Pedersen alternately pushes the model's face to the very front of the picture plane, offering no spatial context beyond its relative position as it gets in your face (for example "The Untitled Painting of Aaron Half Asleep"); and pulls back to include the pale upper torso ("The Untitled Painting of Jonny Sleeping"), which serves as a foil to the deep set eyes, flame red hair, or dramatic shadow that separates, even beheads the sitter from the rest of their body. The contrast is both sexy and classic, setting off a pleasurable visual and visceral tension.
But the artist has a more profound issue in mind, arriving at not so much a portrait as "an arrangement of countless moments, events and experiences" suggested analogously through a layered network of brush and knife pyrotechnics. The series of poses depicting the sleeping model (or "half" sleeping state, whatever that might mean) is arguably a gimmick that rids Pedersen of the need to contend with movement, psychological or emotional expression, or interaction between artist and model. What I see, however, is a deliberate objectification of the person into a vehicle for the artist to meditate on the connection between physical appearance and animating spirit. In short, brushwork and observation functions as the pure means of reconstructing humanity. It is a bit like performing an oratorio with a solo guitar and vocal.
The trap of these images is therefore their facility. If that is what they are about, the formal problem (the single face and body in repose) lacks sufficient interest or degree of difficulty to impress. That is not to dismiss the elements of physical presence and atmosphere that Pedersen executes with aplomb. Still in his early thirties he has demonstrated these chops for years already. The crisscross flickering of paint application, therefore, is not only obvious, and commendable for the honesty of that, it must be only the opening salvo to a far larger project. If, that is, the ambition here is genuinely aesthetic.
Let me prop this work against perhaps two of our most fully realized historical models, each of which offers Pedersen a target that he may fire away at for some decades. Monet's brushwork, at its best, remains far ahead of almost anyone's because it is so unpredictable to the eye yet convincing in the resulting image it produces. It suggests a remarkable energy of engagement together with a magnificent technical skill in its visual resolution. Pedersen's hand operates primarily in a crosshatch manner that, yes is gestural, but by comparison to this master it is both limited and repetitive. There is a good deal of interest for the eye to take in, but there remains a good deal of distance yet to be made up.
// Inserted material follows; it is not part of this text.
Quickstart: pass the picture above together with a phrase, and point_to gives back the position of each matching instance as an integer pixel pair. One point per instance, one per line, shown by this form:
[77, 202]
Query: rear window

A very different ambition is expressed in the work of Chuck Close. An essentially photographic image is built on a grid structure, with each square of the grid itself functioning as a singular image. Pedersen does not exactly take his brushwork in this direction; it is more a thatch work of lines that draw passing attention individually, and work more as a collective visual hum. But he makes this point in the quote cited above: Pedersen wishes to acknowledge the atomized bits that ultimately add up to an individual identity.
When the visual model of the pixel first gained an aesthetic foothold during the 1980s, the idea that extremely supple wholes could be constructed from essentially simple bits was a revelation that continues to echo throughout the art world. Pedersen, and his generation perhaps, are beginning from a different place that makes it clear that far from nearing exhaustion, we are only beginning to attack the complexity of one of art's key challenges.